Being ridden one time doesn’t meant that this filly is green broke. It means she is barely started. She has some understanding but there’s a long way to go before she’s ready to go to her new home.
Considering I’ll be starting Kasane some time within the next year, it was enlightening to watch how this filly responded. I can’t wait to learn more.
After watching the work with the filly, I free lunged Isis and then rode her. She was amazing. She was so mellow and happy to be worked today. Today was my first time riding Isis without a lesson or clinic to fall back on. I was nervous and focused on keeping my mood and energy grounded. (The same thing I did when Isis was at the other barn.)
We’ve been working on riding in figure eights and spiral-in/spiral-out with collection and without dropping her inside shoulder. To do this, I ride her at a sitting trot, squeeze with my inside leg to push her to my outside rein (but not let her pop her outside shoulder), and shift my hips in the saddle towards the outside. I also have to be careful that I don’t drop my inside shoulder and keep my posture.
She did the figure eight perfectly! She was relaxed and when I asked her for more impulsion, she increase the energy in her stride without increasing the speed. It’s amazing to feel it: her bouncy steps suddenly go from feeling forward to feeling up. It’s like she rolls from one step to the next. She was awesome.
Since August, I have spent at least half of all of my rides on just trying to get her to be calm and pay attention. It is so much easier to ride her in a ring because she pays attention and is more relaxed.
I feel like my girl is back. The horse I loved riding in Tennessee has re-emerged and we can have fun again.
Next, I worked Kasane in the round pen free lunging and then on the lunge line.

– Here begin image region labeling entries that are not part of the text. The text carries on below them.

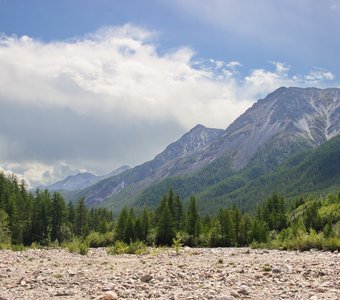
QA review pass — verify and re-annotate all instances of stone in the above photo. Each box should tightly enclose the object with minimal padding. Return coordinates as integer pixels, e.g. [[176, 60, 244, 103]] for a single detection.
[[140, 274, 152, 282], [102, 291, 118, 300], [237, 284, 250, 295]]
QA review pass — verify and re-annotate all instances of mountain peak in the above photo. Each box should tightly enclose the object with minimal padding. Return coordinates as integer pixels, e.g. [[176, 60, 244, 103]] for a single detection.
[[220, 87, 340, 169]]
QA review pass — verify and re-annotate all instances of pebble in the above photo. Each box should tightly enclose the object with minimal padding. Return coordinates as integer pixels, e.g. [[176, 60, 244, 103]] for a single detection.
[[0, 247, 340, 300]]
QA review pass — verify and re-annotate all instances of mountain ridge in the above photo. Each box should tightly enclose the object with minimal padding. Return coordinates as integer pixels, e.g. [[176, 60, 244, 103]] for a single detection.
[[57, 87, 340, 209]]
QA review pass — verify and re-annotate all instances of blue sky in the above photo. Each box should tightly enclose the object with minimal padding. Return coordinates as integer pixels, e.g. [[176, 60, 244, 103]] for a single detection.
[[0, 0, 340, 185]]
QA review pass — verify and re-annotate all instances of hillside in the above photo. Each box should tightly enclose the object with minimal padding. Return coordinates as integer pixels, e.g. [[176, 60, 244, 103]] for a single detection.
[[57, 87, 340, 211]]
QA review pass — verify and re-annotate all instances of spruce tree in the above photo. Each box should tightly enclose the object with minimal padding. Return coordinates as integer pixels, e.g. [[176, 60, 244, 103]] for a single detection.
[[156, 203, 175, 246]]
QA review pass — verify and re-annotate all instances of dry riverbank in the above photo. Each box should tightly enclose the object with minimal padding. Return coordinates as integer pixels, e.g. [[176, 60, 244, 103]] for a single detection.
[[0, 248, 340, 300]]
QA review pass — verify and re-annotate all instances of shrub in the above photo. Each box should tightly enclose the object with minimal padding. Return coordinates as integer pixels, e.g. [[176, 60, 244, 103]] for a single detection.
[[107, 241, 149, 255], [61, 239, 89, 255]]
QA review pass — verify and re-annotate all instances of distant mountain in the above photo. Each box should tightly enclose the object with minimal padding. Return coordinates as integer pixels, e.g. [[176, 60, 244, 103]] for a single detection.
[[68, 125, 224, 206], [64, 87, 340, 210], [44, 166, 129, 191]]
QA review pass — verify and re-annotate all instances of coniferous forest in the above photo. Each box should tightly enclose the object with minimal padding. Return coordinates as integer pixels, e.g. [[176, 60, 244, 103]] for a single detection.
[[0, 173, 340, 253]]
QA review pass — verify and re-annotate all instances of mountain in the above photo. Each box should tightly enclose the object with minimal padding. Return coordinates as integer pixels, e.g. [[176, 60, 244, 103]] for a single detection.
[[68, 125, 224, 207], [45, 166, 129, 191], [66, 87, 340, 210]]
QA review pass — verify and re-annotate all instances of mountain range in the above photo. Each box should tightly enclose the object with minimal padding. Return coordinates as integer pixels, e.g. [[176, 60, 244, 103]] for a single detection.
[[44, 165, 130, 191], [48, 87, 340, 211]]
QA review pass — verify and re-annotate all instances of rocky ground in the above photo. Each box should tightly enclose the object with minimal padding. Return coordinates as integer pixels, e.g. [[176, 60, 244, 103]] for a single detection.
[[0, 248, 340, 300]]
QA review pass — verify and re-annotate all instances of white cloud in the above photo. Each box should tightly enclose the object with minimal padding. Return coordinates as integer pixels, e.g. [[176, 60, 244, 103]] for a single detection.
[[0, 25, 334, 184]]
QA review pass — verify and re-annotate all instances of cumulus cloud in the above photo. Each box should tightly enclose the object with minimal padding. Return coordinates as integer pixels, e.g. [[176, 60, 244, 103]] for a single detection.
[[0, 24, 334, 185]]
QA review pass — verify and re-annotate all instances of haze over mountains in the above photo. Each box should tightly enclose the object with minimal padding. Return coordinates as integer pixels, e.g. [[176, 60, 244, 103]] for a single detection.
[[45, 166, 130, 191], [45, 87, 340, 210]]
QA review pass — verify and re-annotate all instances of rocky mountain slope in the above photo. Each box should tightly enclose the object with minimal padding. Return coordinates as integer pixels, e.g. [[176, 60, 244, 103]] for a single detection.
[[45, 166, 129, 191], [64, 87, 340, 209]]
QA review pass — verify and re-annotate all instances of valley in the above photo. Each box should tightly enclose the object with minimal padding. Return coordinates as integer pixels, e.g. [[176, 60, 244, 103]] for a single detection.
[[0, 247, 340, 300]]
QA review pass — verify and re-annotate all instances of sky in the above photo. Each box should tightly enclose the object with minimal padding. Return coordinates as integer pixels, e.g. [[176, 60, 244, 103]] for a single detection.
[[0, 0, 340, 187]]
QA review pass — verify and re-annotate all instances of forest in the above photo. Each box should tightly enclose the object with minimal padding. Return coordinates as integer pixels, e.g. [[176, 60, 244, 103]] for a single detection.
[[0, 173, 340, 254]]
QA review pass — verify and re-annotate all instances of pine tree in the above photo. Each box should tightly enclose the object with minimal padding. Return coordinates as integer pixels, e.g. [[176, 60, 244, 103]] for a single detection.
[[156, 203, 175, 246], [75, 198, 89, 237], [186, 196, 200, 239], [51, 193, 66, 242], [173, 196, 184, 232], [115, 207, 128, 241], [140, 207, 150, 241]]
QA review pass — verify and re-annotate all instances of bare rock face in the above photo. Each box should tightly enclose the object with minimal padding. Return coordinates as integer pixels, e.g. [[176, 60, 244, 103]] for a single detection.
[[76, 87, 340, 210], [0, 248, 340, 300], [103, 291, 118, 300]]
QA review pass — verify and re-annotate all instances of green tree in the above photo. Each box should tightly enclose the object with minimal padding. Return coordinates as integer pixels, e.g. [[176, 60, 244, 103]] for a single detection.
[[172, 195, 184, 232], [115, 207, 128, 241], [75, 198, 89, 237], [156, 203, 175, 246], [0, 209, 11, 244], [51, 193, 66, 242]]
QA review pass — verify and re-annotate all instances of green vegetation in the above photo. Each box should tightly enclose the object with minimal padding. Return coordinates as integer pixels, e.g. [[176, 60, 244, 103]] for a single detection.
[[136, 136, 340, 214], [0, 173, 340, 251], [0, 173, 113, 246]]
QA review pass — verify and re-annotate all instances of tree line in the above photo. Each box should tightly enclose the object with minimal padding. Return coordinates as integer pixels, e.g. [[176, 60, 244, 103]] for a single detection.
[[0, 173, 340, 250]]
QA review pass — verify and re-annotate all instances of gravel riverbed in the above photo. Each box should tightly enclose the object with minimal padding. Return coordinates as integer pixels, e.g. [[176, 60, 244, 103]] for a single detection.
[[0, 247, 340, 300]]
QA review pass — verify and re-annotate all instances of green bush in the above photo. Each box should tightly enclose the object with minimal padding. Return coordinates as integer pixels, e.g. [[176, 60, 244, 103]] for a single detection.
[[86, 231, 113, 248], [11, 244, 26, 251], [79, 242, 89, 255], [107, 241, 149, 255], [61, 239, 89, 255]]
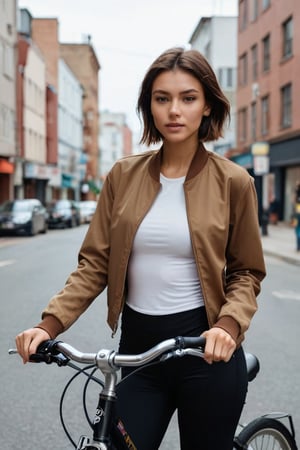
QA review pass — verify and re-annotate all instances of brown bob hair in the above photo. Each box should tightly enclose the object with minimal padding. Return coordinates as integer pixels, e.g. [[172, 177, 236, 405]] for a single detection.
[[137, 47, 230, 145]]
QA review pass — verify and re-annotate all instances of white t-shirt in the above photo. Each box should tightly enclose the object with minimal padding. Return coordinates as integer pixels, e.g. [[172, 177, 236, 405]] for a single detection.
[[127, 175, 204, 315]]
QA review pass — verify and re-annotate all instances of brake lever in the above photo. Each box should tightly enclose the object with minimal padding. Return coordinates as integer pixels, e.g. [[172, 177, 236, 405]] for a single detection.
[[29, 352, 70, 367]]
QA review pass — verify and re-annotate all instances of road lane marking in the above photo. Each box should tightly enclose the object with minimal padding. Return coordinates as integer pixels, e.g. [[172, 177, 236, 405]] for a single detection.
[[0, 259, 15, 267], [272, 290, 300, 300]]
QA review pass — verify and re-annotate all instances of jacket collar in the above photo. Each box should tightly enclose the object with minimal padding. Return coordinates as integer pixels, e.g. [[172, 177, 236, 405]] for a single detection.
[[149, 142, 208, 182]]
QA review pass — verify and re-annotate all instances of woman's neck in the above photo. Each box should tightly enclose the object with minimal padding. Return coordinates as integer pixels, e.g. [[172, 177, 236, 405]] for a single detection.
[[160, 144, 198, 178]]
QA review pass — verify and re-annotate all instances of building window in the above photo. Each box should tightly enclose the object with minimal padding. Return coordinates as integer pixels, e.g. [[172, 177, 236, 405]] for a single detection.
[[239, 0, 248, 31], [262, 34, 271, 72], [218, 67, 234, 89], [282, 17, 293, 58], [251, 102, 257, 141], [262, 0, 271, 11], [239, 53, 248, 86], [261, 95, 270, 136], [281, 83, 292, 128], [251, 44, 258, 80], [238, 108, 247, 142], [251, 0, 258, 22]]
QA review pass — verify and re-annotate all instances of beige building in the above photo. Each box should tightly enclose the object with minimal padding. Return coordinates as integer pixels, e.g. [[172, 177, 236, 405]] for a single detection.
[[0, 0, 17, 203], [60, 40, 100, 198]]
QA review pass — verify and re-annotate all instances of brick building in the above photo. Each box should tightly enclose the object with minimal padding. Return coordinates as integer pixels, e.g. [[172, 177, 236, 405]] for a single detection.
[[0, 0, 18, 203], [237, 0, 300, 221]]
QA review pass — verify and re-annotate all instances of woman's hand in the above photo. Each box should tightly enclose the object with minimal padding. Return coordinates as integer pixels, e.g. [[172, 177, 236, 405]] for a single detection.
[[16, 328, 51, 364], [202, 327, 236, 364]]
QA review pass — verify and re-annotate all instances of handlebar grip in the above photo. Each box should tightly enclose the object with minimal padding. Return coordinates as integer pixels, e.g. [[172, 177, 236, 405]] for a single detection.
[[177, 336, 206, 349], [29, 339, 69, 366]]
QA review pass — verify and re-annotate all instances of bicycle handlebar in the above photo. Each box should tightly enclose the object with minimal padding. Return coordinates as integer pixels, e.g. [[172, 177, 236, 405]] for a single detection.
[[25, 336, 205, 370], [9, 336, 260, 381]]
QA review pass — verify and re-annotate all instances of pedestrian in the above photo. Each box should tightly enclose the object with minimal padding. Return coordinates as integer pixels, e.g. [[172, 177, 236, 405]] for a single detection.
[[16, 48, 265, 450], [293, 201, 300, 252]]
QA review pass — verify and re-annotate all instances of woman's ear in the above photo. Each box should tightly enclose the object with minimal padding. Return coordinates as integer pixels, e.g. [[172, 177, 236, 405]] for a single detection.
[[203, 105, 211, 116]]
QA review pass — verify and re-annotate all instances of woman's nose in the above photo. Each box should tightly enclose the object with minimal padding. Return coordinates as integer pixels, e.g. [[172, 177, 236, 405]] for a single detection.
[[169, 100, 180, 116]]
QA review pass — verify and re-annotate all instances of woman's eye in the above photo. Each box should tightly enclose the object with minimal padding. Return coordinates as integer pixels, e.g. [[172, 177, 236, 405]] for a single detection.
[[155, 96, 168, 103], [184, 95, 195, 103]]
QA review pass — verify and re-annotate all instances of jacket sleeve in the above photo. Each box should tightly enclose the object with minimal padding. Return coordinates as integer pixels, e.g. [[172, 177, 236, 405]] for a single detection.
[[37, 172, 113, 338], [215, 178, 266, 341]]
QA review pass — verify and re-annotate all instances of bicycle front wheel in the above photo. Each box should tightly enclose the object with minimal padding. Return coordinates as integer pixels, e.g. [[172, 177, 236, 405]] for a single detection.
[[237, 417, 297, 450]]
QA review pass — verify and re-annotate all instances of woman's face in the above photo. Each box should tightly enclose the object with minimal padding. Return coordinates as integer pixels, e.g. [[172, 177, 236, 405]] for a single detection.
[[151, 69, 210, 143]]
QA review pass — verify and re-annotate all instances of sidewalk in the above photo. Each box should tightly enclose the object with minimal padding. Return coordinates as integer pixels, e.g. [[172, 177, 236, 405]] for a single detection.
[[262, 223, 300, 266]]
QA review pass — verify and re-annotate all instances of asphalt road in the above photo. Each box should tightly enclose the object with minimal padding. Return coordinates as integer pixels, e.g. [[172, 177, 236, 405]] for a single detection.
[[0, 226, 300, 450]]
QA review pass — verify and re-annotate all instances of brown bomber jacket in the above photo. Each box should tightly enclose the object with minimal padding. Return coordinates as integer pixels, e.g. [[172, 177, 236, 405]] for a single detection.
[[37, 145, 265, 345]]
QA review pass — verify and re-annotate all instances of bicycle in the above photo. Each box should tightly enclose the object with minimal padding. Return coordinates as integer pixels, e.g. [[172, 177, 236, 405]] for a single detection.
[[9, 336, 297, 450]]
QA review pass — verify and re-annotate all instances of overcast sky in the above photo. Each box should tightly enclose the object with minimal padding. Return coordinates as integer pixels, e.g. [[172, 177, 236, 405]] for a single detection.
[[19, 0, 238, 131]]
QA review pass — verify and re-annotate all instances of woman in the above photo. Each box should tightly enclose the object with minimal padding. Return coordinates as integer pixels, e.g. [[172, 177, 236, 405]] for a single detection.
[[16, 48, 265, 450]]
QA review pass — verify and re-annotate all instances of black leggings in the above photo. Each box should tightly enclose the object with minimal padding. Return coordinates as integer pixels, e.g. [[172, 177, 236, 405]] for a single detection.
[[117, 306, 248, 450]]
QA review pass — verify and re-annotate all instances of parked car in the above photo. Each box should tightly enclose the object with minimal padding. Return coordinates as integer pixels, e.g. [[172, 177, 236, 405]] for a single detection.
[[79, 200, 97, 223], [0, 198, 48, 236], [48, 200, 80, 228]]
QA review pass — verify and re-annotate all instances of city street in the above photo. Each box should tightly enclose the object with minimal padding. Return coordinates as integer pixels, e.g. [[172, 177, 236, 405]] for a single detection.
[[0, 225, 300, 450]]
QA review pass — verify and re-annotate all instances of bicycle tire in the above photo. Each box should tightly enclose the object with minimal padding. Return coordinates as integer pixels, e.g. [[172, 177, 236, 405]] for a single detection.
[[236, 417, 297, 450]]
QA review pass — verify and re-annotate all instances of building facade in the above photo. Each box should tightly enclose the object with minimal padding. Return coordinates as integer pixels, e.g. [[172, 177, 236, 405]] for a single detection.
[[99, 111, 132, 181], [0, 0, 18, 203], [235, 0, 300, 222], [60, 39, 101, 199], [58, 59, 86, 201], [189, 16, 238, 155]]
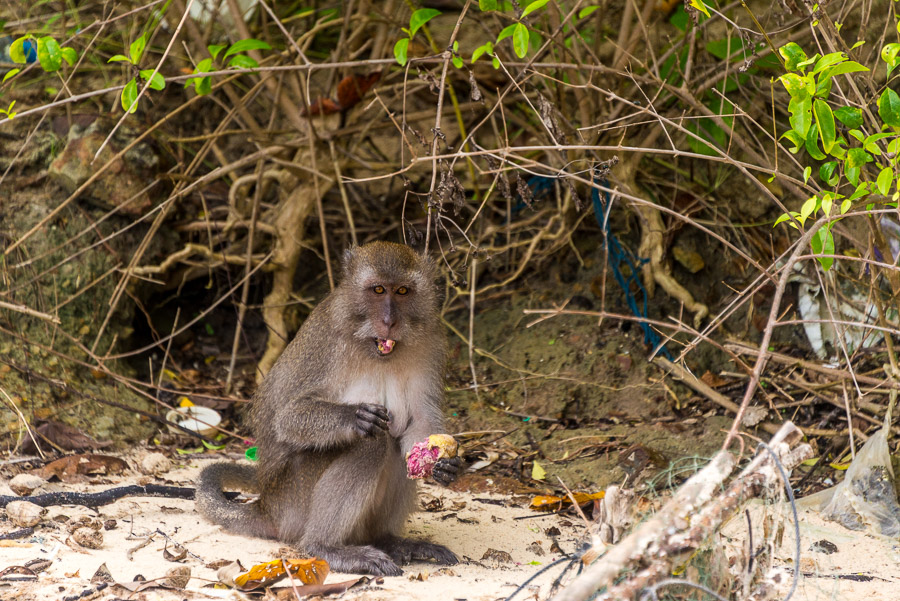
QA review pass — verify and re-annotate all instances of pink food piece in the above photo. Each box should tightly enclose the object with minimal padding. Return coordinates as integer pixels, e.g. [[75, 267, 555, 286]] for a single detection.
[[406, 440, 441, 480]]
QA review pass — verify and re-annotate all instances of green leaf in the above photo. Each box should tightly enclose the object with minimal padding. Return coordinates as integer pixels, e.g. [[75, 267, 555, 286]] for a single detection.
[[809, 226, 834, 271], [228, 54, 259, 69], [788, 98, 812, 138], [222, 38, 272, 60], [409, 8, 441, 37], [819, 61, 869, 80], [819, 161, 840, 186], [38, 36, 62, 73], [522, 0, 548, 19], [875, 167, 894, 196], [206, 44, 226, 59], [9, 35, 31, 65], [800, 196, 819, 221], [497, 23, 521, 44], [778, 42, 806, 71], [691, 0, 709, 19], [813, 98, 835, 153], [781, 129, 806, 154], [128, 33, 148, 65], [61, 46, 78, 67], [472, 42, 494, 63], [394, 38, 409, 67], [140, 69, 166, 90], [847, 148, 873, 169], [878, 88, 900, 127], [834, 106, 862, 127], [122, 78, 137, 113], [806, 116, 825, 161], [194, 76, 212, 96], [812, 52, 847, 73], [513, 23, 528, 58]]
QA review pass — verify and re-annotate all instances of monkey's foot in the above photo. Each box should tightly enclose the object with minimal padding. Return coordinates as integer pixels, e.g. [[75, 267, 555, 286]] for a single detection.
[[304, 544, 403, 576], [375, 536, 459, 566]]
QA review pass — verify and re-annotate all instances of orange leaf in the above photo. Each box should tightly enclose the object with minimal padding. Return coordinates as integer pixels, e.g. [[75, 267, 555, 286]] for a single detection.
[[530, 492, 606, 511], [234, 558, 328, 591]]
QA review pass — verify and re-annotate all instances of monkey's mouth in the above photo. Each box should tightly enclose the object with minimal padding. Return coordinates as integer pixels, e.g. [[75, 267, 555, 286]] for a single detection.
[[375, 338, 397, 357]]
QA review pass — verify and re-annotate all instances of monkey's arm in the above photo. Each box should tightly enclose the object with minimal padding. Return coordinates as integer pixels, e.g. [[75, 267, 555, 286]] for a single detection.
[[271, 399, 390, 450]]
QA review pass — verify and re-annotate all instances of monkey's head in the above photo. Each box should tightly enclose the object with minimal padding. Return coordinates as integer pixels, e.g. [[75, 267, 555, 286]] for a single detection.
[[338, 242, 437, 358]]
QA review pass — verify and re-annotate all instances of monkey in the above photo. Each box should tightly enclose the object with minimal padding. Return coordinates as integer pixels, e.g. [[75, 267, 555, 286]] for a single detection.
[[196, 242, 462, 576]]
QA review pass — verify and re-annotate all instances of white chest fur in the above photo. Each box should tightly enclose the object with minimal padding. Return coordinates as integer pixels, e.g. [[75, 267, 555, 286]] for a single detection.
[[341, 370, 425, 437]]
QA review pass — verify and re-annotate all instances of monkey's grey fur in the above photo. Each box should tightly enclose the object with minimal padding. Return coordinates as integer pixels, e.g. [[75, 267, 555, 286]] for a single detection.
[[196, 242, 460, 576]]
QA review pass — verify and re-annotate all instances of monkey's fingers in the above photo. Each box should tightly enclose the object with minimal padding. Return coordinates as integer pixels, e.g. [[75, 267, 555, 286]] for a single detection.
[[431, 457, 463, 486], [356, 403, 390, 436]]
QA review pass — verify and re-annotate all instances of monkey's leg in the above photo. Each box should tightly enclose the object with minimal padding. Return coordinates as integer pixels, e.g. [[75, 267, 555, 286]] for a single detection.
[[300, 433, 403, 576]]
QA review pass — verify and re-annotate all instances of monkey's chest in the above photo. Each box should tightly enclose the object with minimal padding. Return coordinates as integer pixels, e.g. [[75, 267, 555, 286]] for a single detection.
[[341, 374, 424, 437]]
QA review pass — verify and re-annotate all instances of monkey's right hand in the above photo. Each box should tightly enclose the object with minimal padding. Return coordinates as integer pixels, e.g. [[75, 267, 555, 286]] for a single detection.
[[355, 403, 391, 436]]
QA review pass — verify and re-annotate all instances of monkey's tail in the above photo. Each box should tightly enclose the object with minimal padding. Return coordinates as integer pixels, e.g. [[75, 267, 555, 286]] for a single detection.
[[195, 462, 272, 538]]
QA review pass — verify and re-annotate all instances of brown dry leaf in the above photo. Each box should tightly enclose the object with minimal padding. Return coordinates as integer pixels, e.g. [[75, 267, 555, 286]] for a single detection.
[[34, 453, 128, 483], [21, 421, 112, 455], [232, 558, 329, 592]]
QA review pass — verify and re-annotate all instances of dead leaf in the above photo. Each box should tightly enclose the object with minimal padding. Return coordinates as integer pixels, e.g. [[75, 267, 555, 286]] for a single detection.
[[232, 557, 329, 592], [33, 453, 128, 483], [529, 491, 606, 511], [20, 421, 112, 455]]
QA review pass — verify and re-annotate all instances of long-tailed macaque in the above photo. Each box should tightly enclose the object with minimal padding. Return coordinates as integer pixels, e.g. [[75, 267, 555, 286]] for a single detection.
[[197, 242, 461, 576]]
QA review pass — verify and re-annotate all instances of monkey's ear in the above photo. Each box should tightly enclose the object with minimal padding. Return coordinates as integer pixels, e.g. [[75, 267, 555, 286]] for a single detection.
[[341, 244, 359, 279]]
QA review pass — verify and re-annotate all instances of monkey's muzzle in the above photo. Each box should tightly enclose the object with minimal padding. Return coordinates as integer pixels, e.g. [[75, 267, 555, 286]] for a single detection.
[[375, 338, 397, 356]]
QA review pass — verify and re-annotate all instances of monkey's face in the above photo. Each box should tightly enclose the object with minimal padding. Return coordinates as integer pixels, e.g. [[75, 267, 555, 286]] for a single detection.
[[357, 277, 421, 357], [338, 242, 438, 359]]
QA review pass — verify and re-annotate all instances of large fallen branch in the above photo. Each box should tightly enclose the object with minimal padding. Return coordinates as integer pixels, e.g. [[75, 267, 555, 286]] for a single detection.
[[554, 422, 813, 601]]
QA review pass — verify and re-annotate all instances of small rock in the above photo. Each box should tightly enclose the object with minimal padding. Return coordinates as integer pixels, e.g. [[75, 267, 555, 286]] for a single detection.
[[72, 527, 103, 549], [672, 246, 706, 273], [809, 538, 837, 555], [141, 453, 172, 476], [525, 540, 544, 555], [6, 501, 47, 528], [163, 566, 191, 588], [9, 474, 44, 497], [481, 549, 512, 566]]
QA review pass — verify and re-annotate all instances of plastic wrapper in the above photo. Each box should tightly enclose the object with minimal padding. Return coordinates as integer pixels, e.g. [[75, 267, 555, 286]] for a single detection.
[[799, 428, 900, 538]]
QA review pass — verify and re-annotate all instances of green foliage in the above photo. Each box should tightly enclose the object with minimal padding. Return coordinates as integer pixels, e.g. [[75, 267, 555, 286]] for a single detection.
[[182, 38, 272, 96], [775, 42, 900, 270], [0, 100, 16, 119]]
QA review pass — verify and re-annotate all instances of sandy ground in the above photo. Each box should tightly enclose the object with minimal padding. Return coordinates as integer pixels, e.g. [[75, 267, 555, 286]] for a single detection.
[[0, 458, 900, 601]]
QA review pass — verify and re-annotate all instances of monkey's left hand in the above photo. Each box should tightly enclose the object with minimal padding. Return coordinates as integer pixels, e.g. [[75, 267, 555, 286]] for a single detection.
[[431, 457, 463, 486]]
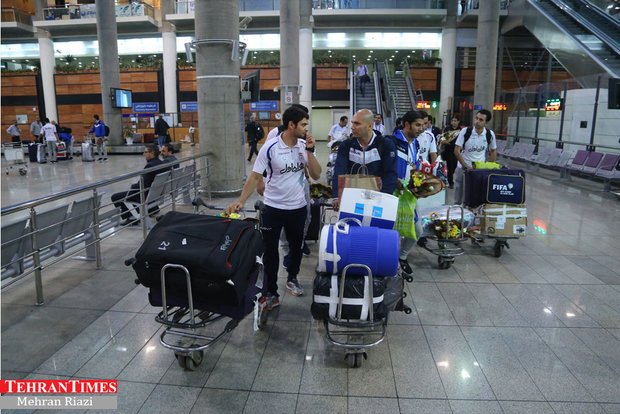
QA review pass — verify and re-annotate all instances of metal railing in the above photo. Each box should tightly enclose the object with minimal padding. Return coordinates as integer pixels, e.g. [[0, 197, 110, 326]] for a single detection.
[[1, 154, 211, 305], [43, 3, 155, 20], [2, 7, 32, 26]]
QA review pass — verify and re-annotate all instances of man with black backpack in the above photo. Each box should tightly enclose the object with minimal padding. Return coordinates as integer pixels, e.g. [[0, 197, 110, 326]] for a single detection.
[[454, 109, 497, 204], [88, 114, 110, 161], [245, 114, 265, 162]]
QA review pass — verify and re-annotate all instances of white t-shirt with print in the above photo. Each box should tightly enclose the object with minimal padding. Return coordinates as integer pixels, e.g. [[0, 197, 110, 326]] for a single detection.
[[41, 124, 57, 141], [418, 131, 437, 163], [252, 135, 314, 210], [455, 128, 497, 167]]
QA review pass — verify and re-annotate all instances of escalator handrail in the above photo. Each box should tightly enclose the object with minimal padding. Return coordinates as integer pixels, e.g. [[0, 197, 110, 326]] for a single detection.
[[526, 0, 615, 76], [549, 0, 620, 54]]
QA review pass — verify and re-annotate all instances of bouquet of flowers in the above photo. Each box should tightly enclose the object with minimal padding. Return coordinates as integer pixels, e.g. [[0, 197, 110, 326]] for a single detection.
[[407, 170, 445, 198], [310, 183, 332, 200]]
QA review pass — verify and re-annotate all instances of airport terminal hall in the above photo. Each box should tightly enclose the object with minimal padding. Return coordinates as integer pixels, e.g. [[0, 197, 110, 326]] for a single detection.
[[0, 0, 620, 414]]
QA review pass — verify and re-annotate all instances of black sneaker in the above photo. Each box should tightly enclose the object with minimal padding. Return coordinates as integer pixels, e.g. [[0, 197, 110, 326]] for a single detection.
[[398, 259, 413, 276]]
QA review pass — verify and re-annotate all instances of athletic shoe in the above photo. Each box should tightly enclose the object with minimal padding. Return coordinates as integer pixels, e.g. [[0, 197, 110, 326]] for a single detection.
[[398, 259, 413, 276], [267, 295, 280, 310], [286, 279, 304, 296]]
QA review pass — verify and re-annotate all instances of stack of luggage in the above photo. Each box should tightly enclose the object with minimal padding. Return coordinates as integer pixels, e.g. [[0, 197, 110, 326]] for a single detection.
[[465, 168, 527, 238], [133, 211, 263, 319], [311, 188, 404, 321]]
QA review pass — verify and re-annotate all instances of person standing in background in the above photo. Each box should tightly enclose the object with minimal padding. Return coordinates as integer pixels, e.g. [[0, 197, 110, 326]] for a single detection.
[[372, 114, 385, 135], [41, 118, 58, 162], [88, 114, 108, 161], [155, 114, 170, 151], [30, 115, 43, 142], [6, 119, 22, 144]]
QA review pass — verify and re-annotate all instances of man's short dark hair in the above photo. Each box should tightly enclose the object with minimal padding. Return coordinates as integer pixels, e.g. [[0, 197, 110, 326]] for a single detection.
[[478, 109, 493, 122], [144, 144, 159, 157], [282, 106, 310, 128], [403, 110, 424, 125], [291, 104, 310, 114]]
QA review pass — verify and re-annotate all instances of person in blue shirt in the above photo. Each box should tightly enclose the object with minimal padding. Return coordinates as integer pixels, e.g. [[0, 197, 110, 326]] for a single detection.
[[88, 114, 108, 161], [393, 111, 426, 276], [332, 109, 398, 210]]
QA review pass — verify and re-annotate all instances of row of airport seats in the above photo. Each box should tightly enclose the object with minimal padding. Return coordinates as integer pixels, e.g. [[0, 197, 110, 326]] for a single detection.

Kasane was wound: she wanted to play! to run! to not pay attention! After about five minutes of her moving around and not really listening, I put her on the lunge line. She finally got walk, trot, and whoa on the lunge line. After weeks of working on whoa, she finally grasped what I mean. She did trot to whoa perfectly. I was so tickled with her.
What an excellent horsey-day. Just fabulous.
Tomorrow is another riding lesson with Isis. I can’t wait to tell Tish about Isis not dropping her should in. Of course, hopefully we can repeat tomorrow what we did today…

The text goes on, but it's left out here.